Fashion, Professor Bernstein said, has always been a cornerstone of political expression, particularly when it comes to union action. She pointed to the 1937 department store strikes in New York City, where Woolworth workers wore their uniforms while sitting down on the job, as well as the French Revolution, during which slogans were sewn into expensive waistcoats to signal solidarity with the revolutionaries. She said the slogan T-shirts worn on the picket lines of this summer’s strikes were a contemporary extension of those practices.
Yet figuring out exactly where to buy T-shirts that support labor movements can pose a bit of a dilemma, especially when it comes to secondhand shopping. Vintage union T-shirts have long been a hipster favorite, but many secondhand sellers have become wary of peddling them for fear of being accused of making money off a cause they weren’t a part of.
“Selling vintage New York City Union merchandise, specifically labor unions, is a sensitive subject with union workers,” said Kevin Fallon, the owner of the popular online vintage store Fantasy Explosion, which recently opened a brick-and-mortar outpost in Brooklyn.
“In the past I received DMs and emails requesting I stop selling it because they were afraid of impersonators on job sites and the stolen valor,” he added, “so I try not to sell N.Y.C. labor union stuff anymore.”
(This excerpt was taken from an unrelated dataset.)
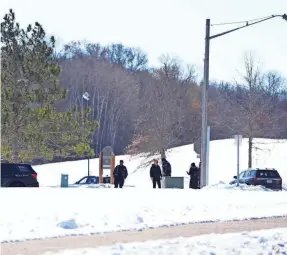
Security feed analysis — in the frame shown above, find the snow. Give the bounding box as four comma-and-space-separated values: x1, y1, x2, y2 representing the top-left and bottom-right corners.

For the team behind WGAStrikeShirts, transparency is key. The shop prominently advertises that it is run by W.G.A. members, with proceeds going to the support fund. And though each shirt is not created in a union shop, they are screen-printed in one, and all of the financials are disclosed in a Twitter thread every month.
Wearing matching union merch to the picket lines and beyond has helped bring a feeling of solidarity among writers who frequently work alone. The best thing about wearing them, Mr. Clancy said, is that “you get people out of the woodwork that say, ‘I support you, I stand with you.’ You also get people asking you questions like: ‘Why is the guild on strike? Why don’t you guys just make a deal with the studio?’”
“Every time that happens, he said, “it gives you an opportunity to explain.”